A while back, I read a book by evangelical fiction writer Lynn Austin
about the reign of the wicked King Manasseh of Judah. It was called Faith of My Fathers (see my write-up about it here).
Austin usually draws from a variety of ancient sources in her novels
about the Bible, and I bet that the Martyrdom and Ascension of Isaiah
was one of them. In her novel and in the Martyrdom and Ascension of
Isaiah, someone from Samaria (Northern Israel) is encouraging King
Manasseh to execute the prophet Isaiah; his name is “Zerah” in Lynn
Austin’s book, and “Belkira” in the Martyrdom and Ascension of Isaiah.

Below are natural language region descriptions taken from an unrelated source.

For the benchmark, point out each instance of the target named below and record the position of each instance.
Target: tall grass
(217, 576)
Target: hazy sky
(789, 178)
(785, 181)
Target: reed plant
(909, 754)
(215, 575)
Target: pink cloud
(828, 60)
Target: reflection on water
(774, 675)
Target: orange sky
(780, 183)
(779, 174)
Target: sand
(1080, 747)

In both, one of the charges against Isaiah is that he contradicts the
Torah by claiming to have seen God, something the Torah says that no one
can do. In both, Isaiah is accused of being a traitor: in Lynn
Austin’s book, it was because Manasseh believed that Isaiah was close
with the royal adviser Eliakim and was refusing to use his prophetic
abilities to benefit Manasseh; in the Martyrdom and Ascension of Isaiah,
it was because Isaiah prophesied against Israel, Judah, and Jerusalem.
A key theme in the Martyrdom and Ascension of Isaiah is that Satan,
called Beliar in the book, hates Isaiah’s prophecies about the coming
Christ. These prophecies are about Beliar’s downfall. In my reading of
the Martyrdom and Ascension of Isaiah so far, the theory of atonement
that is promoted seems to be the ransom theory—-the view that Satan got
Jesus killed, not realizing that Jesus’ death would deliver people from
Satan’s dominion. I do not recall reading anything in the book so far
about Jesus’ death washing away or atoning for people’s sins. Rather,
the focus is on Jesus shattering the power of Beliar.
There was something that caught my eye in my reading yesterday.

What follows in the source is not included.